The phone rang suddenly at an odd hour and that was a jab. The concerned sounding voice of a friend asked if I was sitting down, another jab. “Ken Norton died today.” That was an overhand right.
I was dazed and had to sit down and take it in. Ken Norton died? I asked myself a few times if I had heard him correctly, as we all do when given unexpected news. He hung up rather abruptly to inform others about the loss of a great champion and a heck of a nice man.
For a time, back in my youth and in one of boxing’s glory days, the names Muhammad Ali, George Foreman and Joe Frazier could hardly be mentioned without including Ken Norton, the former Marine who broke Ali’s jaw in one of their three epic battles. Norton, more than anything else, should be remembered as a true fighter, in the ring and in life.
Yes, he was one of the all time hardest hitting fighters, with a unique style that made it difficult for some of the sport’s best to stay in the ring with him, but he also had the courage of a lion. No fight in sports or in life is ever tougher than the fight to come back. Though he would never again reign as heavyweight champion after his grueling 15 round split decision loss to Larry Holmes, he battled a ferocious comeback in life.
In 1986, he was in a near fatal automobile accident that left him severely crippled. Doctors told him that he would never walk again. Through sheer willpower, Norton rehabbed his legs and though he would move slowly for the rest of his life, he did, in fact, walk again. His is the type of sports story that should be told and told often.
While I was a student at Jesuit High School, MJROTC Commander James Quinn, a retired Marine Corp Lt. Colonel, often spoke of his relationship with Norton during their days together in the Marine Corps. On a fall day in 1978, hoping to inspire me to bring more focus to my life, Quinn called Norton from the ROTC office at Carrolton and Banks and had the fighter talk with me about life. Ken Norton told me to get it right or he’d have to come to New Orleans and kick my ass. I graduated, not a sure thing at the time of the call.
Years later, I was with my friend, Larry Holmes, at an event at the Maxim Casino in Las Vegas that boasted every living heavyweight champion from Ingemar Johansson to Evander Holyfield, the then reigning champion.
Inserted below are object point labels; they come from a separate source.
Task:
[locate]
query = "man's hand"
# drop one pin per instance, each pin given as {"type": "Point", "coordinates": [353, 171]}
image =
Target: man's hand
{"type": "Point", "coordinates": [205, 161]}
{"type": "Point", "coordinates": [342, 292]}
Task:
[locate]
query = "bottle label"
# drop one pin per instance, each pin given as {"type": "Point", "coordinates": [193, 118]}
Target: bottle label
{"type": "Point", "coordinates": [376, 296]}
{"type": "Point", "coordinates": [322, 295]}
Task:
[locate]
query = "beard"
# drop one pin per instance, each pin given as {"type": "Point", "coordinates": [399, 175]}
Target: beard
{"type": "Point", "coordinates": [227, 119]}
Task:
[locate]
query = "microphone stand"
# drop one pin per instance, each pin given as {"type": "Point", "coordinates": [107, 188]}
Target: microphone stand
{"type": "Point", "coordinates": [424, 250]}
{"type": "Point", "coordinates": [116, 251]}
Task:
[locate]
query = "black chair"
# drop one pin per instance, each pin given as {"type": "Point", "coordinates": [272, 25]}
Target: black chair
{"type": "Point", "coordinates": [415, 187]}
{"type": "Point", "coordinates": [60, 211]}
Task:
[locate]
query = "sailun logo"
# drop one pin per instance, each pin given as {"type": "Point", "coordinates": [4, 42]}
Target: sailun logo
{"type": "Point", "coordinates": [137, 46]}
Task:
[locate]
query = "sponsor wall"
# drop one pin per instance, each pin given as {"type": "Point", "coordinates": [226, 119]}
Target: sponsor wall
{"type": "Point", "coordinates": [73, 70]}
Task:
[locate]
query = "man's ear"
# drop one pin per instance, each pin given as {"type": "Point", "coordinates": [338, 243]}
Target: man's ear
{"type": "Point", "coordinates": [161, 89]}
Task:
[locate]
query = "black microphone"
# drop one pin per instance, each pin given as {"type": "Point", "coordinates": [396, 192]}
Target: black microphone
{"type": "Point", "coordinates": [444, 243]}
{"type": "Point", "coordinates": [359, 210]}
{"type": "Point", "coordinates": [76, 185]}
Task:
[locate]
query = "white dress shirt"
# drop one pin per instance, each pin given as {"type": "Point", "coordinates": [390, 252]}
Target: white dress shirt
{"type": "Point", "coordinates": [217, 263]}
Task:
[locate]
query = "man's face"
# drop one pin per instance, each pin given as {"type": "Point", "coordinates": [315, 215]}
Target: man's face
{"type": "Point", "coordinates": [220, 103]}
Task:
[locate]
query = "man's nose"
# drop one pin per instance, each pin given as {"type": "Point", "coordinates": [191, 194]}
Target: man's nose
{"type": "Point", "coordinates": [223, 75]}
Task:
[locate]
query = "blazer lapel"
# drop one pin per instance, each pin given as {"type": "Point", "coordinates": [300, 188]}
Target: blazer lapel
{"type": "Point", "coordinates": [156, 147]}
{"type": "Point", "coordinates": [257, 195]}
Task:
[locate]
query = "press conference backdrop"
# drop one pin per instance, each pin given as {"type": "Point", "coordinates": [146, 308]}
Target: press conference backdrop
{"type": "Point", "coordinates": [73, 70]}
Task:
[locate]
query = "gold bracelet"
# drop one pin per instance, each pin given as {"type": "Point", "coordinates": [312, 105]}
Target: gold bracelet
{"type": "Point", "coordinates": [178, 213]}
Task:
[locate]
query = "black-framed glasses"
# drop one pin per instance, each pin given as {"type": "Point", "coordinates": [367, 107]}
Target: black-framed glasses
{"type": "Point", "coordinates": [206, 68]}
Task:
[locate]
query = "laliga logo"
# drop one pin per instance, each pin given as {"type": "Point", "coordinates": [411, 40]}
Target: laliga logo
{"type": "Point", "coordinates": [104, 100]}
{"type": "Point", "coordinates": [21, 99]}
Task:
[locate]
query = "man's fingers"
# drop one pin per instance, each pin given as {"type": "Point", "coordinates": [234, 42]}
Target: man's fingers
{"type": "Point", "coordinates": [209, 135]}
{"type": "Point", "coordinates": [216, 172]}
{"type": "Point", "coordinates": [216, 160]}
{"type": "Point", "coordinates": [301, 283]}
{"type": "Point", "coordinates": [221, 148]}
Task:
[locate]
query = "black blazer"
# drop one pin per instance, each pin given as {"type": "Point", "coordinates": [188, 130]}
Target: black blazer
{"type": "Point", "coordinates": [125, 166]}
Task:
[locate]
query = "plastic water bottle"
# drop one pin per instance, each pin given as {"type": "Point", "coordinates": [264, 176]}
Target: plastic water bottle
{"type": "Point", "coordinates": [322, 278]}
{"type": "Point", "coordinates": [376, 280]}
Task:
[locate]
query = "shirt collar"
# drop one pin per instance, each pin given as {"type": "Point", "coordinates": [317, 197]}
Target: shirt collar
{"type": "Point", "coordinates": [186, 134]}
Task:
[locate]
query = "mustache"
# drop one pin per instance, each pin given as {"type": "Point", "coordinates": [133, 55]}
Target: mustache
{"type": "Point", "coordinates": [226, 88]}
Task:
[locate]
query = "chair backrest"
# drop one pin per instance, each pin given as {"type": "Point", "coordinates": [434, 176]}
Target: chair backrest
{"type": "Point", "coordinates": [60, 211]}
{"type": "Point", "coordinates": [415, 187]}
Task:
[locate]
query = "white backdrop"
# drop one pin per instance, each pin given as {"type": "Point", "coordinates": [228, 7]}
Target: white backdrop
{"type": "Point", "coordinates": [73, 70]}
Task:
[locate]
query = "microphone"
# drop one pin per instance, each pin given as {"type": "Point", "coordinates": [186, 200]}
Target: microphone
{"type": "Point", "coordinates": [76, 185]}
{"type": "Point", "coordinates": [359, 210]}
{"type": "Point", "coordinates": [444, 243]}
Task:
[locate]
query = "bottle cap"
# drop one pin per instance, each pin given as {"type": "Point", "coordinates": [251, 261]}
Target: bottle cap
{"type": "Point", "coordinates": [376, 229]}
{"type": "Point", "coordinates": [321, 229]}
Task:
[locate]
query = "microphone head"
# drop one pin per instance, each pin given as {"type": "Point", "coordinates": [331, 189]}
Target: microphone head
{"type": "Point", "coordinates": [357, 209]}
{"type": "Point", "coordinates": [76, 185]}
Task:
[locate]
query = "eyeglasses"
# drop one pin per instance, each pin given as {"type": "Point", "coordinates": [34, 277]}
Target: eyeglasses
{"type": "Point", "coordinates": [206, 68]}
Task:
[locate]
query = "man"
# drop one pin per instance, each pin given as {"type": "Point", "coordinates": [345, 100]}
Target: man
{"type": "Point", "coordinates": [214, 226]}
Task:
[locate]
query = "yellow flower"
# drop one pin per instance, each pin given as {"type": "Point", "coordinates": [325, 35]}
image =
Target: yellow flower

I was seated between Joe Frazier and Norton. After the two former champions were done verbally sparring, I mentioned to Ken that I had known Colonel Quinn and reminded him of the call all those years before.
Ken Norton, this great man who had hit so hard for so many years and who had battled back from paralysis, looked me in the eye with keen laser like focus for what seemed like an eternity. Honestly, it scared me just a bit…ok more than just a bit. But then an amazing thing happened. A tear formed in his right eye, followed by another in his left. As both drops slowly fell across his cheeks, he said, “I loved that man. He loved me too. I know he did. He cared about you. Must have, or he wouldn’t have asked me to talk to you.”
He put his arm over my shoulder and gave me a hug, then quickly went back to verbally sparring with Joe and Larry and the other champs. You see, whenever great champions gather, they can’t help but argue that they were the greatest.
Right now, in a better place, I’d imagine the verbal sparring between the newly arrived Ken Norton and Joe Louis, Joe Frazier, Jack Johnson, and the Great John L. Sullivan, among others, must be fierce.
Sound the bell 10 times, a fighter’s final 10 count. A champion has passed.